Left Grand Chancellor
- In office 1377–1380
- Preceded by: Xu Da
- Succeeded by: Office abolished

Right Grand Chancellor
- In office 1373–1377
- Preceded by: Wang Guangyang
- Succeeded by: Wang Guangyang

Personal details
- Born: Unknown Dingyuan County, Anhui
- Died: 12 February 1380 Nanjing

Chinese name
- Chinese: 胡惟庸

Standard Mandarin
- Hanyu Pinyin: Hú Wéiyōng

= Hu Weiyong =

Ming dynasty official (died 1380)

Hu Weiyong (died 12 February 1380) was a Chinese official of the early Ming dynasty and a close adviser of the Hongwu Emperor. In the second half of the 1370s, he headed the civil administration of the empire. However, in 1380, he was accused of treason and executed. The subsequent purge cost the lives of tens of thousands of people.

==Biography==
Hu was from Dingyuan County (present-day part of Chuzhou in Anhui Province). Little is known about his early life. In 1355, he joined the rebel army of Zhu Yuanzhang, one of the leaders of the Red Turban Rebellion in China during the late Yuan dynasty. With the support of his fellow native Li Shanchang, who had been one of Zhu Yuanzhang's most trusted Anhui advisors, he rose through the ranks and gained Zhu's favor.

In 1368, Zhu ascended the throne as the Hongwu Emperor and founded the Ming dynasty. At the time, his most trusted advisors were the generals Xu Da and Chang Yuchun, as well as Li Shanchang, of whom Hu was a follower. Hu served successively as assistant administrator of the Central Secretariat and vice administrator before being appointed right grand chancellor in 1373, following the dismissal of Wang Guangyang, a rival of Li. In 1377, Hu won great favor from the Emperor, and was promoted to left chancellor, with Wang as his right associate. However, officials reported to the Emperor that Hu had become increasingly arrogant and was abusing his position to expand his influence, form a faction, conspire against rival officials, and usurp imperial prerogatives.

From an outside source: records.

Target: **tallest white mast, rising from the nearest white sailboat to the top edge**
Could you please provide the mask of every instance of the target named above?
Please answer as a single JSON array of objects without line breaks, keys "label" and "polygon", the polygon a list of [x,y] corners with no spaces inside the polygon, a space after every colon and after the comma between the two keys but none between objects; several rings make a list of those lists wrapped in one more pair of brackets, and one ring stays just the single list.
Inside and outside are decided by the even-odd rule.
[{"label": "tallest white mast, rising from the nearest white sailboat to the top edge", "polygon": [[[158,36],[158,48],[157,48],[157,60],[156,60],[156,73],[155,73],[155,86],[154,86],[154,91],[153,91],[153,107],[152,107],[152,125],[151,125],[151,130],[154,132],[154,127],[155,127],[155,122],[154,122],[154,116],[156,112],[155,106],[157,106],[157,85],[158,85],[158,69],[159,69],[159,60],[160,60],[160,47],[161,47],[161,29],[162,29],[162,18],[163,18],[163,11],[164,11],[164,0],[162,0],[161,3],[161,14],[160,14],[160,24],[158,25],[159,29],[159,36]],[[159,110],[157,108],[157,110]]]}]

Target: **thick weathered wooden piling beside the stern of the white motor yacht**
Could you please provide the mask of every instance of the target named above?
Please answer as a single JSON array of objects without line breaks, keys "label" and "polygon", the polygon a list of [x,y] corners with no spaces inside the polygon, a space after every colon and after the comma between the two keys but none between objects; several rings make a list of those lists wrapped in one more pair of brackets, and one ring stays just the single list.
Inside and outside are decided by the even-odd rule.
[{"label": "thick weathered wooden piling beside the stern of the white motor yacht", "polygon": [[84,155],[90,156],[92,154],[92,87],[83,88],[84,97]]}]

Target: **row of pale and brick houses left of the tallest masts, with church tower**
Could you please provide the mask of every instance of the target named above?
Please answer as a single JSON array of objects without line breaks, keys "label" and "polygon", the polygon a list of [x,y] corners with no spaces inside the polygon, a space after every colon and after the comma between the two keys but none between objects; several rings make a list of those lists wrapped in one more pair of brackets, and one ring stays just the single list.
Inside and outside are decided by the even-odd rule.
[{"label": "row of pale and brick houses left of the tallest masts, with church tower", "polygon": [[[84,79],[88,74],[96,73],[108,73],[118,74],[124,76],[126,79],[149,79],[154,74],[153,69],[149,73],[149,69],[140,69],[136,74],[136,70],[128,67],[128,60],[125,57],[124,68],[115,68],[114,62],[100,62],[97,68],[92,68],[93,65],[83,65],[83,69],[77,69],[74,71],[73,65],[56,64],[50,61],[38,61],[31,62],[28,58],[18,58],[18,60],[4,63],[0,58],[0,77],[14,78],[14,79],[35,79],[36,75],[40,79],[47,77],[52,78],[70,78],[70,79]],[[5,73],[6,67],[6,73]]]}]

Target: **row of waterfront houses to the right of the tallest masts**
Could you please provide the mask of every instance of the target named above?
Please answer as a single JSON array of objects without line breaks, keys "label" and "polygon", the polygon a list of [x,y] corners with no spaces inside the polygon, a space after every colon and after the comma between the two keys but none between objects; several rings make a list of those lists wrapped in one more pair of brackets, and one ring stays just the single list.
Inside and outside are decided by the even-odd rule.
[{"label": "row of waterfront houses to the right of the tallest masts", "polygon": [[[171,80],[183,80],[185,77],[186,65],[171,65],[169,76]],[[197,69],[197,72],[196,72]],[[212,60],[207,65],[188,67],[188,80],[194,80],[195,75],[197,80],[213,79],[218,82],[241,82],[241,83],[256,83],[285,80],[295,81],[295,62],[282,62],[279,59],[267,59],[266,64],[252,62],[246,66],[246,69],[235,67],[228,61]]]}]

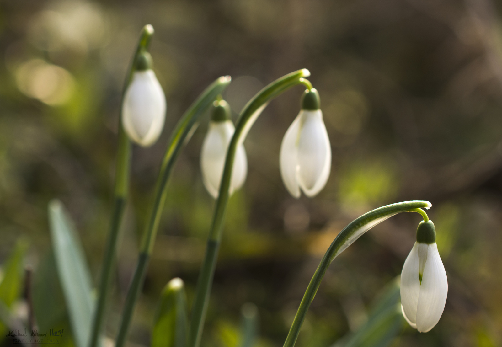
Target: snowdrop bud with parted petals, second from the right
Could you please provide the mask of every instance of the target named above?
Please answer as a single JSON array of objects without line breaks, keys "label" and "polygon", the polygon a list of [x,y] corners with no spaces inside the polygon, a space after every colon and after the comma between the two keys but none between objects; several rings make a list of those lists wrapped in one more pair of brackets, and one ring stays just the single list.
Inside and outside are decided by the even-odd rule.
[{"label": "snowdrop bud with parted petals, second from the right", "polygon": [[306,90],[302,109],[284,135],[279,164],[284,185],[299,198],[300,188],[313,197],[326,185],[331,171],[331,145],[319,109],[319,93]]}]

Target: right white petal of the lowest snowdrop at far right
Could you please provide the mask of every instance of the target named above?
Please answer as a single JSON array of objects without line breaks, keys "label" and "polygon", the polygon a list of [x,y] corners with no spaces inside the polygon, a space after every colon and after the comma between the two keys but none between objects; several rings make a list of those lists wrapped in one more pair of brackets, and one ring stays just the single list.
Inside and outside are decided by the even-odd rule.
[{"label": "right white petal of the lowest snowdrop at far right", "polygon": [[434,243],[428,247],[427,261],[420,286],[417,306],[418,331],[427,332],[437,324],[443,314],[447,294],[446,271],[439,256],[438,247]]}]

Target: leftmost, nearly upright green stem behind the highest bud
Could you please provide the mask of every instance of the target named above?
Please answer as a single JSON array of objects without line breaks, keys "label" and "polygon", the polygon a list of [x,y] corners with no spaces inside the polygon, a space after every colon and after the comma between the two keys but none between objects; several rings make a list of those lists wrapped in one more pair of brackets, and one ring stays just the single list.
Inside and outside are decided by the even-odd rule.
[{"label": "leftmost, nearly upright green stem behind the highest bud", "polygon": [[[153,34],[154,28],[151,25],[146,25],[145,27],[143,27],[138,46],[136,48],[136,53],[134,54],[131,65],[129,67],[129,73],[126,77],[126,80],[124,81],[122,89],[122,100],[133,78],[136,61],[138,60],[138,57],[141,55],[141,53],[148,49],[150,39],[152,38]],[[129,188],[129,176],[131,169],[131,142],[129,141],[129,137],[122,127],[121,112],[122,110],[120,110],[120,117],[118,121],[118,149],[115,164],[113,210],[110,220],[110,229],[106,240],[106,248],[101,269],[101,278],[99,280],[99,298],[92,321],[90,347],[96,347],[98,345],[99,335],[101,333],[101,328],[103,325],[104,312],[106,309],[106,299],[108,297],[112,277],[111,274],[113,272],[118,230],[120,228],[120,221],[122,220],[124,209],[126,208]]]}]

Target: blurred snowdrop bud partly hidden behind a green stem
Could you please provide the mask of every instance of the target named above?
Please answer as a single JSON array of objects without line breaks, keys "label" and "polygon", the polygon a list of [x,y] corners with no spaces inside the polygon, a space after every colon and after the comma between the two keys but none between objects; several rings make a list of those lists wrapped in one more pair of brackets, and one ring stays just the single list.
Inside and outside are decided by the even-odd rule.
[{"label": "blurred snowdrop bud partly hidden behind a green stem", "polygon": [[[200,167],[204,186],[214,198],[218,197],[226,151],[235,131],[230,120],[230,114],[230,107],[225,100],[214,101],[209,129],[200,154]],[[246,175],[246,151],[243,145],[239,145],[233,161],[230,194],[244,184]]]}]

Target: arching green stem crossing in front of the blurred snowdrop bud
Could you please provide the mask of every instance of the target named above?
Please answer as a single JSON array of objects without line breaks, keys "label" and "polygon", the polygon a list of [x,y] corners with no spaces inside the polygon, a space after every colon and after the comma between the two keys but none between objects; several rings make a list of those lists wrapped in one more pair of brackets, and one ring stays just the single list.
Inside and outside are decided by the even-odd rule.
[{"label": "arching green stem crossing in front of the blurred snowdrop bud", "polygon": [[249,100],[240,112],[240,117],[237,121],[237,126],[235,127],[235,133],[233,134],[232,140],[228,146],[223,175],[221,177],[219,195],[216,200],[216,207],[209,232],[206,254],[197,282],[197,292],[195,294],[192,315],[190,317],[189,347],[199,346],[204,327],[203,323],[206,316],[214,269],[218,258],[219,244],[223,232],[225,212],[228,204],[228,189],[230,187],[230,177],[232,176],[235,151],[237,150],[238,145],[244,141],[249,129],[258,119],[260,113],[272,99],[298,84],[303,84],[307,88],[312,88],[312,84],[305,79],[305,77],[308,76],[310,76],[310,72],[307,69],[302,69],[275,80]]}]

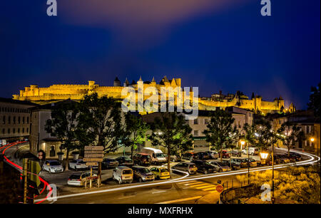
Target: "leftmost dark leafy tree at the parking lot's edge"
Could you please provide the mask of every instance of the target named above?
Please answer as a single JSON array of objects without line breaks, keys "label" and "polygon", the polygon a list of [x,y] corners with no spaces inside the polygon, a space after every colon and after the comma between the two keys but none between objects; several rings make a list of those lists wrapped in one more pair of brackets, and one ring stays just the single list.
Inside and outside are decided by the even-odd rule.
[{"label": "leftmost dark leafy tree at the parking lot's edge", "polygon": [[66,149],[65,170],[68,170],[69,152],[81,147],[75,134],[78,114],[78,103],[66,100],[56,103],[51,110],[51,119],[46,120],[46,132],[61,141],[61,149]]}]

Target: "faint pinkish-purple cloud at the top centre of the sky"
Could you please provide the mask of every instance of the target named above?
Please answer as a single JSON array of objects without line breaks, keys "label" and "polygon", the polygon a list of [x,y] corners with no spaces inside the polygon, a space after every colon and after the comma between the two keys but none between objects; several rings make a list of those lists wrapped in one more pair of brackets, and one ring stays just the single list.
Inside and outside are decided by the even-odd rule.
[{"label": "faint pinkish-purple cloud at the top centre of the sky", "polygon": [[135,42],[158,38],[173,24],[245,1],[248,0],[68,0],[58,1],[58,16],[73,25],[108,28],[115,38],[130,37]]}]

In late 1379, Champa (present-day southern Vietnam) sent envoys to the Ming capital, Nanjing, but Hu failed to report their arrival, one of his duties. When the Emperor learned of this, he was enraged and berated Hu and Wang, who in turn blamed the Secretariat. The furious emperor then ordered the execution of Wang and the imprisonment of the officials involved. At the beginning of the following year, Tu Jie, a vice censor-in-chief who had been in contact with Hu and feared being implicated, accused him of attempting to overthrow the Emperor. Investigators soon constructed a picture of a conspiracy led by Hu, which, with the support of part of the army, as well as the Mongols and Japanese, aimed at a coup d'état, including the assassination of the Emperor. (Note: Another account claims that Hu Weiyong lured the Emperor to his residence under the pretext of showing him a newly discovered spring, intending to assassinate him. The plot was foiled when a eunuch alerted the Emperor, who then discovered hidden troops on Hu's property, leading to Hu's execution. Despite conflicting narratives, it is generally accepted that Hu consolidated power by placing his supporters in key positions, though whether he truly intended treason remains uncertain.) He was executed on 12 February 1380, along with the Censor-in-Chief Chen Ning. (Note: Tu Jie was also executed despite having reported the conspiracy. In subsequent investigations, Li Shanchang was also implicated and executed.) The purge continued; even distant relatives of the accused, their helpers and protégés, relatives of these protégés, and so on, a total of 30,000 to 40,000 people were killed.

The fall of Hu was accompanied by a reorganization of the highest state administration bodies. The Central Secretariat post was abolished and six ministries were directly subordinated to the emperor. The Chief Military Commission, which stood at the head of the armed forces, was divided into five independent commissions, and the Censorate was reorganized.